"Jusqu'à la victoire": sur l'écran géant face à plus de 5.000 sympathisants, Marine Le Pen a lancé une "campagne permanente" qui doit emmener le parti d'extrême droite vers - au plus tard - 2027. D'ici là, une stratégie de la "saturation" doit être mis en place, avec un meeting géant "par mois".
Finie l'introspection: après un été passé à ressasser les raisons de la défaite (142 députés RN et ciottistes élus, derrière la gauche, la macronie et surtout de la majorité absolue de 289 sièges un temps rêvée), le grand raout azuréen entendait affirmer autant le pouvoir que les ambitions du RN.
Sur la scène du palais Nikaïa, la triple candidate malheureuse à la présidentielle a revendiqué "la victoire des législatives", pour avoir recueilli "trois fois plus (de voix) qu'il y a deux ans".
Mais, les représentants du "parti unique", "de Laurent Wauquiez à Jean-Luc Mélenchon en passant par Emmanuel Macron", "se sont désistés" pour "empêcher une véritable alternance politique représentée par le RN et ses alliés", a-t-elle déploré.
Or, a fait observer Marine Le Pen, "ils ont ruiné la France et ont menti aux Français: cinquante ans pendant lesquels les gouvernements de droite, de gauche et du centre ont accumulé 3.228 milliards d'euros de dette". Conclusion selon elle: "Le Front républicain n'est qu'un syndicat de la faillite".
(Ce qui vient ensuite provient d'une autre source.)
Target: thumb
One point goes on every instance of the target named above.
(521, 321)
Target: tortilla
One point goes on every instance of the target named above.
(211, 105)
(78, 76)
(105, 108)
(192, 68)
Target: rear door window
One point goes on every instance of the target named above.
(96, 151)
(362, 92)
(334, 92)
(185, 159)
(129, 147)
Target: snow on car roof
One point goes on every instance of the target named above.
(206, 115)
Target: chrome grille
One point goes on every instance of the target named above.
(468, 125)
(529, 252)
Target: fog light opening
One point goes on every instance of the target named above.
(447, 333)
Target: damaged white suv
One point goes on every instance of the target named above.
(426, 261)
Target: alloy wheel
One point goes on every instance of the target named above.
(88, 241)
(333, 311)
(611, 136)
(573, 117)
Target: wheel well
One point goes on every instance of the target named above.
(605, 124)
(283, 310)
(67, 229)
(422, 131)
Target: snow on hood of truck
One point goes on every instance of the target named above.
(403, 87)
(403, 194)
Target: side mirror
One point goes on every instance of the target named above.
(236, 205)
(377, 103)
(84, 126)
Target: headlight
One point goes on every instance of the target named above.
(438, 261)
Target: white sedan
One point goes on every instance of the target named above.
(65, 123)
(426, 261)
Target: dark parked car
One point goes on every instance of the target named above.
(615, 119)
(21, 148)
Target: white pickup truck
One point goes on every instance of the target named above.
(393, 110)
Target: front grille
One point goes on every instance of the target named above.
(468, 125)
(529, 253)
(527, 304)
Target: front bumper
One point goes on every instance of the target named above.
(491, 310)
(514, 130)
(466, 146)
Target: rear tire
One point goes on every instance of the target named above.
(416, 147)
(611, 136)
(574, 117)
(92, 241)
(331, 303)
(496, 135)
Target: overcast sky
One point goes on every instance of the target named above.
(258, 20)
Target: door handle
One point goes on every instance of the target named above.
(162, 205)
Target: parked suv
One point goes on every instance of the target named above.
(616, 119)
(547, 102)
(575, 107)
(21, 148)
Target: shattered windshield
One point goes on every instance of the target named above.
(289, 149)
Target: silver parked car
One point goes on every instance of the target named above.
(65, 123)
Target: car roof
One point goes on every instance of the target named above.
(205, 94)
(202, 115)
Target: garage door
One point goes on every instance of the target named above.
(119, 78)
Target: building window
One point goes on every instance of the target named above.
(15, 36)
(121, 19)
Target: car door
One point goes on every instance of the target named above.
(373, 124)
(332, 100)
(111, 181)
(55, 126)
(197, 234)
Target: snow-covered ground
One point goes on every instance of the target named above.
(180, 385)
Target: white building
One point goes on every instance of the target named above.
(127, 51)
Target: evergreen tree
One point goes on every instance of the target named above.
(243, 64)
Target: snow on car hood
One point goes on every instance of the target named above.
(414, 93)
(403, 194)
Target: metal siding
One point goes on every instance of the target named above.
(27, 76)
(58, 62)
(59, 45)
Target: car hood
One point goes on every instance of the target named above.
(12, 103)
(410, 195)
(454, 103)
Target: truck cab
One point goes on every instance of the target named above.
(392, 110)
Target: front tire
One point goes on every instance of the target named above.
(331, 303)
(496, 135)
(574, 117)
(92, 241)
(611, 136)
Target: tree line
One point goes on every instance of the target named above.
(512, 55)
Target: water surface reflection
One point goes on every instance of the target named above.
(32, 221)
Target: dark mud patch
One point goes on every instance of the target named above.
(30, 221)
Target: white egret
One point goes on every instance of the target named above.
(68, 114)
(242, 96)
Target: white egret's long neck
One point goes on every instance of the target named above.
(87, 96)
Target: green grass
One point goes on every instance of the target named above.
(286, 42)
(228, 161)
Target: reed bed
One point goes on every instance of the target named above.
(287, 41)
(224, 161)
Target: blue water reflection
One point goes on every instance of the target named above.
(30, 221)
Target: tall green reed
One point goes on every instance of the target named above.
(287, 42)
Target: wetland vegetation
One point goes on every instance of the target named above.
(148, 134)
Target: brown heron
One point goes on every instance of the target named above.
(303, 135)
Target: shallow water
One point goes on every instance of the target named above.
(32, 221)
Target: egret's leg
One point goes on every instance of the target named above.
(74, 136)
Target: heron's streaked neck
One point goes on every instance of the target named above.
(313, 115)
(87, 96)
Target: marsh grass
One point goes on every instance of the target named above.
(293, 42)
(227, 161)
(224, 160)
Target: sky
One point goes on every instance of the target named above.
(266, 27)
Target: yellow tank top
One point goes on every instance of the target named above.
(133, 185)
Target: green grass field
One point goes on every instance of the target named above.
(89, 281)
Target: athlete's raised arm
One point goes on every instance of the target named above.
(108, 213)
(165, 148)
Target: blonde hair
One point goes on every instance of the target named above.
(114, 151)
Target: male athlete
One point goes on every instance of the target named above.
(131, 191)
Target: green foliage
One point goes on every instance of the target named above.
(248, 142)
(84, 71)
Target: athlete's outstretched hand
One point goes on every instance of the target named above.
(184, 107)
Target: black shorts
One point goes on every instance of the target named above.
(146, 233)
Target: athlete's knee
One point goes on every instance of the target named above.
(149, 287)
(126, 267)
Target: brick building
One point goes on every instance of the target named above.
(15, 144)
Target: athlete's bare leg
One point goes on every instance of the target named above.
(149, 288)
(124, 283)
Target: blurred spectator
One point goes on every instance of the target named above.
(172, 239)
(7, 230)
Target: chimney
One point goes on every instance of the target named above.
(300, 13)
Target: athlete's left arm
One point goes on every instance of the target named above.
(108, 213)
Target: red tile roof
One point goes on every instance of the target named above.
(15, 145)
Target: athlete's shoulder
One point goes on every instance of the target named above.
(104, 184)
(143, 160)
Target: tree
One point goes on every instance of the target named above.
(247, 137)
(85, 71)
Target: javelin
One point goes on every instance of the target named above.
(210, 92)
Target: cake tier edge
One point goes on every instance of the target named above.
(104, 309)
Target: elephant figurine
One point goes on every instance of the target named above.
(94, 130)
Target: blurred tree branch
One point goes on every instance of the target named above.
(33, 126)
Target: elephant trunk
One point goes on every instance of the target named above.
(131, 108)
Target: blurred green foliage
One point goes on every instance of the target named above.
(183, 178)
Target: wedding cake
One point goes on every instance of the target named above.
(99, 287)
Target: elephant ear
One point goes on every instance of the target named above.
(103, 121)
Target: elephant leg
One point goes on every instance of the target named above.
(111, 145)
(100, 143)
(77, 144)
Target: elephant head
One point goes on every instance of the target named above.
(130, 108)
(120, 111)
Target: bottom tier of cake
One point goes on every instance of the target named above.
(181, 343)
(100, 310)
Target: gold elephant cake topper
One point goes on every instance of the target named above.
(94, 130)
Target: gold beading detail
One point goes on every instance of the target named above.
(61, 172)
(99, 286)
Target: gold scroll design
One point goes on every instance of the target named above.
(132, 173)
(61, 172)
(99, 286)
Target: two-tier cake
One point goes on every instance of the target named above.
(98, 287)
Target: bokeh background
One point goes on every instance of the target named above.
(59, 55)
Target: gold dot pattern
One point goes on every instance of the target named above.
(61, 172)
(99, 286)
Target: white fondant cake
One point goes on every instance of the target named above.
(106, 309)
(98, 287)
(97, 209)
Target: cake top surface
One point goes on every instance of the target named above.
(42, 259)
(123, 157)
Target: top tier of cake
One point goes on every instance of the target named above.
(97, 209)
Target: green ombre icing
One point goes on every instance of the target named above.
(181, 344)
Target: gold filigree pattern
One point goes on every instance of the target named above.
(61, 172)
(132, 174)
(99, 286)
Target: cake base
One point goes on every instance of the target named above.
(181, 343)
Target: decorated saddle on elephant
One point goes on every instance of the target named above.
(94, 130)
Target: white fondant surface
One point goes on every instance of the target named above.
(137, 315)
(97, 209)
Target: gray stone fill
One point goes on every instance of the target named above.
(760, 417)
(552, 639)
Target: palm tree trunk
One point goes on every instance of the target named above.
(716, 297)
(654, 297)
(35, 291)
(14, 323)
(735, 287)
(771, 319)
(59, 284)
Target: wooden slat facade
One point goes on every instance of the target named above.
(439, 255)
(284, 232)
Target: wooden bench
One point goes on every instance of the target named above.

Sécurité en "garde alternée"
La patronne du groupe RN à l'Assemblée nationale, dont la décision de ne pas censurer d'office le gouvernement Barnier a permis sa nomination, s'en est encore pris au nouvel exécutif quant à la politique sécuritaire, selon elle "en garde alternée" entre le ministre de l'Intérieur et celui de la Justice.
"En semaine A, (elle est) confiée à M. Retailleau, en qui, avouons-le, nous avons trouvé un ardent défenseur de notre programme régalien (...) En semaine B, changement d'ambiance, notre sécurité est confiée à la quintessence du gauchisme candide en la personne de M. Migaud", a-t-elle ironisé.
A l'endroit de M. Retailleau, que d'aucuns perçoivent comme un élève de la méthode de "siphonnage" théorisée par Nicolas Sarkozy à Beauvau (2005-2007) et qui lui avait permis de convaincre l'électorat lepéniste pour la présidentielle de 2007, Marine Le Pen détresse pourtant aussitôt les louanges.
Soucieuse de respectabilité, elle l'a attaqué à rebours: à propos de l'"Etat de droit", que le ministre de l'Intérieur avait estimé "pas intangible", elle a souligné une "divergence majeure" et fait la leçon: "Ce n'est pas en tant que tel que l'Etat de droit doit être contesté, c'est tout le contraire (...) C'est la soumission de tous aux règles démocratiquement définies, et c'est l'une des immenses conquêtes de la civilisation européenne".
Le meeting de Nice apparaît comme un pied-de-nez au procès qui s'est ouvert lundi à Paris et qui la vise, ainsi que 24 autres prévenus dont le RN en tant que personne morale, accusés de détournement de fonds publics pour avoir fait travailler des assistants d'eurodéputés au seul bénéfice du parti.
En jeu: une peine d'emprisonnement, d'amende, mais surtout d'inéligibilité.
"Faible légitimité"
Devant ce péril, la patronne des députés RN entendait faire du rendez-vous de Nice un énième jalon d'une quatrième candidature à la présidentielle, aux côtés de Jordan Bardella, promis chef du gouvernement en cas de victoire.
"J'aurais aimé me présenter à vous en Premier ministre", a débuté son discours le député européen, demandant à la foule "de ne jamais douter".
Mais si l'avenir, ou le salut, du gouvernement Barnier est fonction du bon vouloir des députés RN de voter ou non une motion de censure, une nouvelle dissolution l'année prochaine est-elle souhaitable ? "Il faut être prêt à tout", a récemment martelé Marine Le Pen à ses troupes.
A Nice, Jordan Bardella a pris la peine de rappeler que le RN ne "soutenait pas" le gouvernement, raillant sa "légitimité démocratique" et son "assise électorale" la plus "faible" de la Ve République.
A court terme, les lepénistes s'interrogent surtout sur la manière dont le gouvernement parviendra à faire voter le périlleux budget 2025. Un parlementaire RN voit plus loin: "Peut-être que le président de la République va finir par devoir démissionner".